Yo Bruce, Thanks for the Compliment. I keep staring at it myself, I think it's the Ralph -Ray fuselage look, it reminds me of a pelican. I was out to C.A. last week, flew into Limburg field with my daughter and her beau . spent the day along the coast admiring those Graceful pelicans,  We were Visiting my mom of 96 years. My folks retired to Ramona in 1985. While  their, I saw my first Bobcat out the kitchen Bow window. It seems everywhere I go, everything reminds me of free flight gliders. Anyway it's good to be back,  everyone in Southern California is changing from growing avocados into growing grapes. After the fires most people took the insurance money to change over to grapes and and most are doing wine tasting to make ends meet. Sarah and Kevin are really into sampling all the wineries, and I'm just not accustom to that much wine.
   
    I keep thinking I should change my color scheme, but you can probably guess as to what you're going to see.  It doesn't make sense to spend a lot of time coloring a glider so that the person that finds it will be impressed.

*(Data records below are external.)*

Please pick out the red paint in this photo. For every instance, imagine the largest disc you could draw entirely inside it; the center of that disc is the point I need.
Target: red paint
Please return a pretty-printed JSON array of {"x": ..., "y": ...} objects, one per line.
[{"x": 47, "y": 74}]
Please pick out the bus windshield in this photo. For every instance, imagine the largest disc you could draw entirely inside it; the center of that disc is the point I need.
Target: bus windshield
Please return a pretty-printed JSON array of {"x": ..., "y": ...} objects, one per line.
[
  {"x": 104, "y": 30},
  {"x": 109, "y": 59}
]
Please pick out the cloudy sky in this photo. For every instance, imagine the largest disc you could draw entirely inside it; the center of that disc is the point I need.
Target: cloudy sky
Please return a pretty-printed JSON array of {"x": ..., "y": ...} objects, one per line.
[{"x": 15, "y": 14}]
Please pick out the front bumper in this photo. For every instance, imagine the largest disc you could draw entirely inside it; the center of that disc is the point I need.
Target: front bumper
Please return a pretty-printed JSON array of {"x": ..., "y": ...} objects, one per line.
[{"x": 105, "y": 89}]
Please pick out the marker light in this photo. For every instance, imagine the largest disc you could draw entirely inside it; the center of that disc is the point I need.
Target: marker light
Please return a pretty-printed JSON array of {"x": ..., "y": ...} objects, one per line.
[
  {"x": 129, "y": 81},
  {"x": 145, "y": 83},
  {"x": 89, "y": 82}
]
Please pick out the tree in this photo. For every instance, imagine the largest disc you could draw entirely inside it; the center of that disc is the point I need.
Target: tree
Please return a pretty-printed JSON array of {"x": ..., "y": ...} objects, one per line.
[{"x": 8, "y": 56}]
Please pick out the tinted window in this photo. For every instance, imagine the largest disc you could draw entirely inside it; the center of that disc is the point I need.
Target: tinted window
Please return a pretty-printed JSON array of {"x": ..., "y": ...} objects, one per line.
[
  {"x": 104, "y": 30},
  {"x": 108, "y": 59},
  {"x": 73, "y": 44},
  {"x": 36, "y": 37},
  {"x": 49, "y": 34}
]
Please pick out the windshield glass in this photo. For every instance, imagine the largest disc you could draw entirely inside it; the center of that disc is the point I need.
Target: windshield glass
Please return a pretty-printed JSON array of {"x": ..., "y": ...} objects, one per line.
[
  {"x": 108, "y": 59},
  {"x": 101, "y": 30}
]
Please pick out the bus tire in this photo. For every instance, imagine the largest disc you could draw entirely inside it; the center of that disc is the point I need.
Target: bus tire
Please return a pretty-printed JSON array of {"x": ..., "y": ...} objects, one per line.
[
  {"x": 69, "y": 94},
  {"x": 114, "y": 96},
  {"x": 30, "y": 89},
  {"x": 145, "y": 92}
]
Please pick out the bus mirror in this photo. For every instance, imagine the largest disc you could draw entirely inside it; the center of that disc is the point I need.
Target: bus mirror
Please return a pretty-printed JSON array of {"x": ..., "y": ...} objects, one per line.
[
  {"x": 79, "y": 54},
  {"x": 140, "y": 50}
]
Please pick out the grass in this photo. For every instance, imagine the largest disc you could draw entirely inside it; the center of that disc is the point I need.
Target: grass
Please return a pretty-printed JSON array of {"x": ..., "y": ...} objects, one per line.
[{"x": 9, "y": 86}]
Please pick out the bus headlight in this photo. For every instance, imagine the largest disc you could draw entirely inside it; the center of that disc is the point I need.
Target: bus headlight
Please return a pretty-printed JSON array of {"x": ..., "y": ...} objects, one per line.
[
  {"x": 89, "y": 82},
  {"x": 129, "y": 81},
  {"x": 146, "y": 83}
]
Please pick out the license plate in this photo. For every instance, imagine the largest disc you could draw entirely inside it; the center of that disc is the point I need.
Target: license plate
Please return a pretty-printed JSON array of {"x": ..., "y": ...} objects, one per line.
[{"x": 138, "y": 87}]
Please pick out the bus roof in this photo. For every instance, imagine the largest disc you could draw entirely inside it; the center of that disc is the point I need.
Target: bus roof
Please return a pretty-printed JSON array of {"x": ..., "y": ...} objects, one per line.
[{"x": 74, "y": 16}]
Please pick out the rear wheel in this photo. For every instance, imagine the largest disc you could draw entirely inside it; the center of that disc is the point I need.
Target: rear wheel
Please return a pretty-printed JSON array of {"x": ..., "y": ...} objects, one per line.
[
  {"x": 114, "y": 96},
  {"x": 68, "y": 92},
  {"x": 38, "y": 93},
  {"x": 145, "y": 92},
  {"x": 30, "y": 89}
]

Dave, I hope to be able to take some videos of my gliders In-flight this year. I bought a used Sony camera with a stabilized 20 X zoom lens. The same one that Tom Hallman uses in his videos. I still need to get a patch cord for the computer and video chip so that I can try to upload to BitChute . I'm going to skip YouTube, I think they're done. It's a pretty steep learning curve for me so it might take a while.

    Strat-o,   I haven't seen anyone do lightening holes or a model of it. But you might see it this year as it's on a build list of mine. Not on the Roll-Out, because the glider turned out very light using the Pampas grass tail boom. The tail boom had a diameter of  .202" and its total weight behind the center of gravity was just 1 g. Originally an all wood fuselage weighed quite a bit and to lessen the wing loading it might've been a benefit to punch holes in the wing.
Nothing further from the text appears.